Last week, we checked out five emerging UK artists blowing up in London. This time, we’re looking at music trends in London versus the rest of the UK to see if there are any differences between Shazam activity in the city, versus the rest of the country.
To get an idea of what music is getting people excited, we’ve compared the Shazam Top 50 for both London and the UK (including London). We aim to see whether we can differentiate city-specific trends from countrywide tastes.
On first look, the London Top 50 and the UK Top 50 are pretty similar. Of those 50 most Shazamed tracks for the two areas, there are 41 tracks in common.
That’s a lot.

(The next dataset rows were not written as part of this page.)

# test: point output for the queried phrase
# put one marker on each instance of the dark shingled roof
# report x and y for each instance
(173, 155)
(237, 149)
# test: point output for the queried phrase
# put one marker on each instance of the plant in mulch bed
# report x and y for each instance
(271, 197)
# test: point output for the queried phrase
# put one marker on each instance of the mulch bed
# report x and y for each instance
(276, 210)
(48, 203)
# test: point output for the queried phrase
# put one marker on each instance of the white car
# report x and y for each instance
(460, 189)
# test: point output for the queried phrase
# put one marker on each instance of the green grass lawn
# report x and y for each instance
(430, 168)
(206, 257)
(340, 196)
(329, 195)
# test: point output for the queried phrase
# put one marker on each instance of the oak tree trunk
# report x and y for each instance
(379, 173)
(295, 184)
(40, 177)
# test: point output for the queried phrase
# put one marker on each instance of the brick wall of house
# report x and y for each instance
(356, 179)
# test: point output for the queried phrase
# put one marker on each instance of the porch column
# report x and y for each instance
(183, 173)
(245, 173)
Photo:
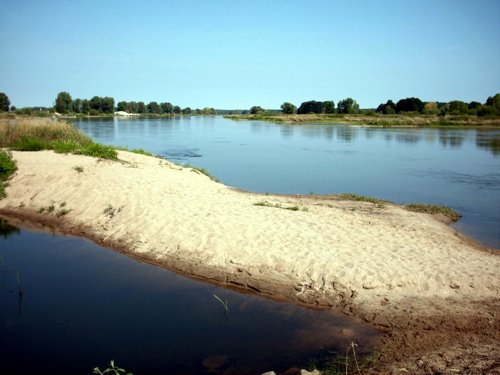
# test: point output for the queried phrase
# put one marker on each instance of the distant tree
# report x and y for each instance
(141, 107)
(96, 103)
(410, 105)
(85, 106)
(311, 106)
(473, 105)
(329, 106)
(386, 108)
(4, 102)
(487, 111)
(288, 108)
(107, 104)
(167, 108)
(457, 107)
(122, 106)
(431, 108)
(208, 111)
(76, 105)
(256, 109)
(154, 107)
(132, 107)
(347, 106)
(63, 102)
(494, 101)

And based on that number, we can deduce that listeners in London have a fairly good grasp of what is popular around the country. Let’s break it down.
What are the sonic qualities of tracks that land with audiences both inside and outside of London?
We can tell a decent amount from even such a small amount of data. Listeners all over the UK (including London) feel compelled to Shazam sounds that feature:
- A solid mix of male and female vocals
- Dancy, Euphoric and Confident Moods
- Pop, Electronic, Afrobeat and Electro Pop Genres
It’s worth noting that this is a snapshot. We are coming out of an enormous festival season, where the likes of Bicep have taken their nostalgic 90s club sound to hundreds of thousands of people around the UK. So, as the weather gets wetter and colder, this sound may change.
What about the tracks that don’t appear in both UK and London charts?
On a national level, we see an increase in negative sentiment, but strangely this is paired with a preference for major keys. For the UK chart, there are also more tracks being Shazamed with danceable BPMs (120 to 129) when compared to London. Why could this be?
Could it be that listeners around the UK are most likely to Shazam tracks in clubs? Meanwhile, could the capital’s vibrant bar and live scene mean people are Shazaming more frequently, and picking up more varied BPMs?
It’s possible. And bolstering that theory is the fact that tracks Shazamed around the UK, compared to London, have a higher average energy.
Why is this data useful?
With any data analysis, one must always be aware of its limitations. We’ve only looked at one week of Shazam charts. But already, we can show how musical data can illuminate what is happening in any geography.
The differences between the UK and London are subtle. However, the data stands to get far more interesting when we cross international borders and compare cities and countries around the world.
Who could use it?
This data could be invaluable for labels and artists looking for a more granular understanding of what sounds currently work locally, nationally and internationally. Tracked over time, they could see the development of a sound and release music according to how music is trending.
There are also huge applications for music supervisors to understand music scenes in cities and regions relevant to film and TV productions. These micro and macro views could help them make informed and appropriate choices about music to represent on-screen action.